I have a dataset of an arbitrary number of elements (say, 10000) which follows lognormal distribution over a certain range of values (say, between 1 and 500). I successfully fit a distribution with the powerlaw module in Python. Then I need to generate values from this distribution in a way that gives me values within the given bounds (between 1 and 500 of course with reasonable tolerance) and as many as the input dataset. I have tried the generators included in the powerlaw module itself and while they work, the values generated far exceed the maximum I can accept - I have a maximum of around 500 and the synthetic dataset routinely hits 6600.
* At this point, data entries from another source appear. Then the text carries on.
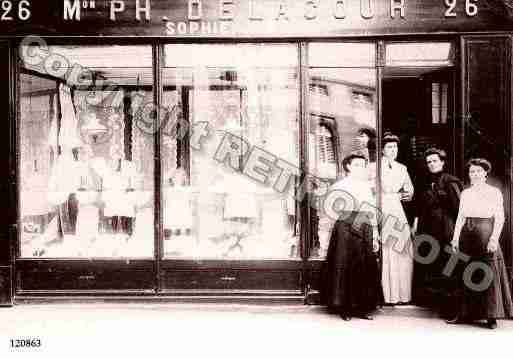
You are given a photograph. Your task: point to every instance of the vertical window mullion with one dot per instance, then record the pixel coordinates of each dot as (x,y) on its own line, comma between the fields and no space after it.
(157,53)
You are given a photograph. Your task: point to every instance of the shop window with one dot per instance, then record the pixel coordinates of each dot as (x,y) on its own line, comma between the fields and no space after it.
(247,96)
(86,161)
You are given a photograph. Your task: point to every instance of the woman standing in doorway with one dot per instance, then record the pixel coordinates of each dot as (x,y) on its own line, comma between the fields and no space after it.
(476,234)
(397,266)
(437,208)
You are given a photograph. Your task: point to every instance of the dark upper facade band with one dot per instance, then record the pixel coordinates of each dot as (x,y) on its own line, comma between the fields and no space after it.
(252,18)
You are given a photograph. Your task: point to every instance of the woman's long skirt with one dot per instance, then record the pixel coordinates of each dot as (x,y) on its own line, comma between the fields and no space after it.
(486,292)
(397,265)
(351,270)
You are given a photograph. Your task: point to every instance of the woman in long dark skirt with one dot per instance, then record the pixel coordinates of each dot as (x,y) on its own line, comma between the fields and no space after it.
(437,208)
(476,234)
(351,270)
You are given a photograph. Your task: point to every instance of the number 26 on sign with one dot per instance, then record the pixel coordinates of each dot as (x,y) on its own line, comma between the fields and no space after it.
(470,8)
(11,10)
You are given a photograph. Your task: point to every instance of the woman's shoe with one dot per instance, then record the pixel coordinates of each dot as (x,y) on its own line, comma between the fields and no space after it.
(491,323)
(366,316)
(455,320)
(345,317)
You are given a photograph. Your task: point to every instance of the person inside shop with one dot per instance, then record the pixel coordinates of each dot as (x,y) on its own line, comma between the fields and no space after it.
(397,259)
(476,234)
(366,141)
(351,274)
(437,205)
(366,138)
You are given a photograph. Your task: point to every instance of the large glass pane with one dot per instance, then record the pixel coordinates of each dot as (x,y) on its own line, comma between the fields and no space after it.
(342,113)
(216,204)
(86,152)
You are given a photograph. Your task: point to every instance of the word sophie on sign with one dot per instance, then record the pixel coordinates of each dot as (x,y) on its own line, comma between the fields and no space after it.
(260,10)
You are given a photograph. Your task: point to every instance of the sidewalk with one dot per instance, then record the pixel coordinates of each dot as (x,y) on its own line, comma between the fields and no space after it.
(238,331)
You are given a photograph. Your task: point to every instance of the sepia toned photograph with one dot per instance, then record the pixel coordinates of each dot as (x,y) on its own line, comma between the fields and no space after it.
(256,177)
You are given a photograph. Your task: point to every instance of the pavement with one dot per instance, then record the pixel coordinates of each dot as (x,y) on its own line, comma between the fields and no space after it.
(237,331)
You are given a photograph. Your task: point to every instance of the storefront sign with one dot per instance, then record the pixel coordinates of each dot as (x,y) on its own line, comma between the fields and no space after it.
(253,18)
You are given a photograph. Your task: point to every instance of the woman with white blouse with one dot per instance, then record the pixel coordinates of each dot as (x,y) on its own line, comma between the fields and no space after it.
(476,234)
(396,187)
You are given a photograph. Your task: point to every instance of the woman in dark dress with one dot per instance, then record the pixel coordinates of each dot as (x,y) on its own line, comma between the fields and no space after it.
(476,234)
(437,208)
(351,270)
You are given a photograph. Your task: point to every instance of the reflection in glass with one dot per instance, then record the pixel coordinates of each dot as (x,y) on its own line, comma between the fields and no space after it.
(247,95)
(342,105)
(86,167)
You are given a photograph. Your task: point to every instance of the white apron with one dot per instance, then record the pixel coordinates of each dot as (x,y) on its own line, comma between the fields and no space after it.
(397,268)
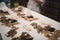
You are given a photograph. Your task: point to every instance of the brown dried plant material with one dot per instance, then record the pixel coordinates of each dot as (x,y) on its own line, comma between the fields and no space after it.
(39,28)
(3,13)
(12,32)
(26,36)
(57,33)
(34,25)
(52,38)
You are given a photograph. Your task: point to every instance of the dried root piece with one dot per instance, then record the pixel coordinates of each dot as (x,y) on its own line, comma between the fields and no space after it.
(24,36)
(12,32)
(17,38)
(8,22)
(39,28)
(34,25)
(47,33)
(30,18)
(3,13)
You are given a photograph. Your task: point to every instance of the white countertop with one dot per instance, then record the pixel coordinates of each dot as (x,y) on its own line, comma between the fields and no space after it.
(33,33)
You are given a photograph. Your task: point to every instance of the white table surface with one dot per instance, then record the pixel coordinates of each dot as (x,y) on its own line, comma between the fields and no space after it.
(33,32)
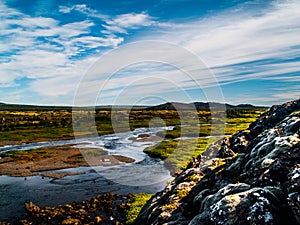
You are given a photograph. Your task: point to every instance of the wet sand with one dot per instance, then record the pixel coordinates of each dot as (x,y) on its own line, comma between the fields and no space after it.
(32,162)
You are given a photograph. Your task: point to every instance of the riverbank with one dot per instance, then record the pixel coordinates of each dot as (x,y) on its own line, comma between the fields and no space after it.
(32,162)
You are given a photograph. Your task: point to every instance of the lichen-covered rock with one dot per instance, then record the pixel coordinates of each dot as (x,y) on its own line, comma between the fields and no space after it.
(253,177)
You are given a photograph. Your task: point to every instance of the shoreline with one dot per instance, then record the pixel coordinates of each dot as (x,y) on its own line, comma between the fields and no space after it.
(33,162)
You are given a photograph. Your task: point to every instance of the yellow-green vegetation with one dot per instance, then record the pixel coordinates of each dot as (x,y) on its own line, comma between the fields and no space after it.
(136,203)
(43,125)
(177,153)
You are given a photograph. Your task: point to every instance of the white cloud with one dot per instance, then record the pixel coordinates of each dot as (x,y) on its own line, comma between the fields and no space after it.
(123,22)
(82,8)
(40,48)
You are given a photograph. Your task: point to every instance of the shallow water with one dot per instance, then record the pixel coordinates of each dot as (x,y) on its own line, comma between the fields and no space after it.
(144,175)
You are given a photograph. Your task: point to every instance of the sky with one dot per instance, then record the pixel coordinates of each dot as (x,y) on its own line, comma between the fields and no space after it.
(249,51)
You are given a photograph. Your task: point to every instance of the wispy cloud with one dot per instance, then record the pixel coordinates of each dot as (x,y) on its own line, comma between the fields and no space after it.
(82,8)
(121,23)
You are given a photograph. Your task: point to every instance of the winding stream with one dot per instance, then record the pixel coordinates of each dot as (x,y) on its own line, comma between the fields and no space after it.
(144,175)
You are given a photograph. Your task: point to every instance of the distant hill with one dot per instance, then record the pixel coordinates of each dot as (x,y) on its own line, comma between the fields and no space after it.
(165,106)
(202,106)
(20,107)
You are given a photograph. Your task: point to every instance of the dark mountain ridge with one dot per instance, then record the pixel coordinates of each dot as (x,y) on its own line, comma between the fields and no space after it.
(165,106)
(202,106)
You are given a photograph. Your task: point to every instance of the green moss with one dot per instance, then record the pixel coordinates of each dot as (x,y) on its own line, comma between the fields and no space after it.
(136,203)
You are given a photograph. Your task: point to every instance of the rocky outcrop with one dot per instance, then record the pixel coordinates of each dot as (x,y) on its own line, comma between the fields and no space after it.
(254,178)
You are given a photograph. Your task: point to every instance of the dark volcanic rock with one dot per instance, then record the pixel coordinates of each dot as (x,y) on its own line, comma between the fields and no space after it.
(255,178)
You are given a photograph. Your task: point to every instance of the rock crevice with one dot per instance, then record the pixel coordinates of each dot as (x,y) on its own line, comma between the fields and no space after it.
(254,178)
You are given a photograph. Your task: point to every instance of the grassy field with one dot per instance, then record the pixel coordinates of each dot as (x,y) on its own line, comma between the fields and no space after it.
(46,125)
(29,126)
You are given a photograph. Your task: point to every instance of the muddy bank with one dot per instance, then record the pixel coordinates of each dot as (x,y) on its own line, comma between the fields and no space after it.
(32,162)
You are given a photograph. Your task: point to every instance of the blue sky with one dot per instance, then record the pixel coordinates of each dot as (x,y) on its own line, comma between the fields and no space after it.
(252,48)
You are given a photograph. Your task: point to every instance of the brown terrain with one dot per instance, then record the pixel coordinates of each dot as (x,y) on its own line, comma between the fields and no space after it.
(32,162)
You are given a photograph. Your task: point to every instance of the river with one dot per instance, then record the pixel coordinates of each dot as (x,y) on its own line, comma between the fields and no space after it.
(144,175)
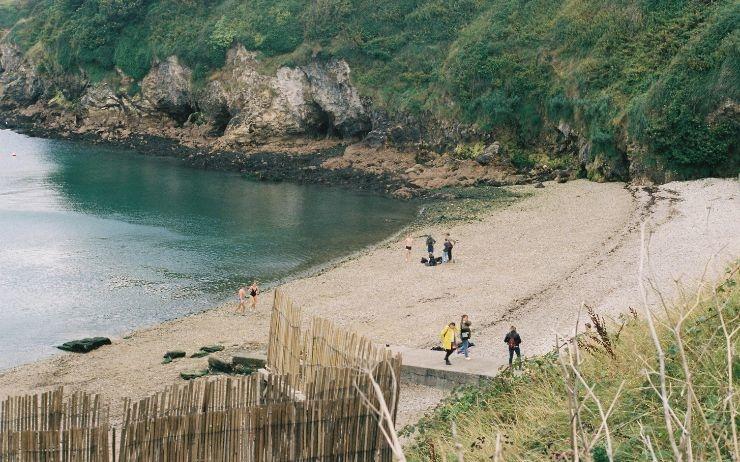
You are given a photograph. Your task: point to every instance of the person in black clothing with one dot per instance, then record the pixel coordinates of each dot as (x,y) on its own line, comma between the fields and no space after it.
(430,243)
(513,340)
(448,245)
(432,261)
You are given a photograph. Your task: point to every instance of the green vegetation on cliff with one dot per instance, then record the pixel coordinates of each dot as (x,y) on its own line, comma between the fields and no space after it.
(531,411)
(651,83)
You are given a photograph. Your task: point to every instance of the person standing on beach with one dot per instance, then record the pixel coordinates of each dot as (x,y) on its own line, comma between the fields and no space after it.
(447,246)
(254,290)
(242,294)
(513,340)
(464,336)
(448,340)
(430,243)
(409,242)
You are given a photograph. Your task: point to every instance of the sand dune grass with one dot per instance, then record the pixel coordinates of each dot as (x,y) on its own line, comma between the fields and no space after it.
(531,412)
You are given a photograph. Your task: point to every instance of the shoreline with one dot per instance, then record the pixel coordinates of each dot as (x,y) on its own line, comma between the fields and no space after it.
(531,263)
(269,164)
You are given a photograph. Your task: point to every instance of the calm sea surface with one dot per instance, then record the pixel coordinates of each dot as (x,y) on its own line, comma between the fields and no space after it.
(98,241)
I have attempted generating lognormal by plugging a product of truncated normal to exp function:

def generate_lognormal(xmin, xmax,mu, sigma, n): 
    from scipy.stats import truncnorm
    import numpy as np
    # the idea is: get items from truncated normal, then exponentiate it.
    minBound = (np.log(xmin) - mu)/sigma # get the "x" value for the desired lower bound
    maxBound = (np.log(xmax) - mu)/sigma # get the "x" value for the desired upper bound
    rand = truncnorm.rvs(minBound, maxBound, loc=0, scale=1, size=n, random_state=None) # Generate from truncated normal
    return exp(mu+sigma*rand) # return lognormal

But here I faced a different problem - most of the time the generated data only reach around half of the desired range - the largest values end up at 200-300 with zero cases closer to 500. In fact both scenarios (overshoot and undershoot) can happen with this code. Is there any way of generating values from lognormal (and power law) distributions within bounds which will be stable between iterations?

Julian_P
  • 101

1 Answers1

0

You are looking for rejection sampling. Simply draw values and discard any that are out of range.

That said, I'm concerned the powerlaw distribution you fit does not well-model the experimental dataset. Eyeball some plots, or use a t-test to compare the two sets of figures.

J_H
  • 17,926
  • 4
  • 24
  • 44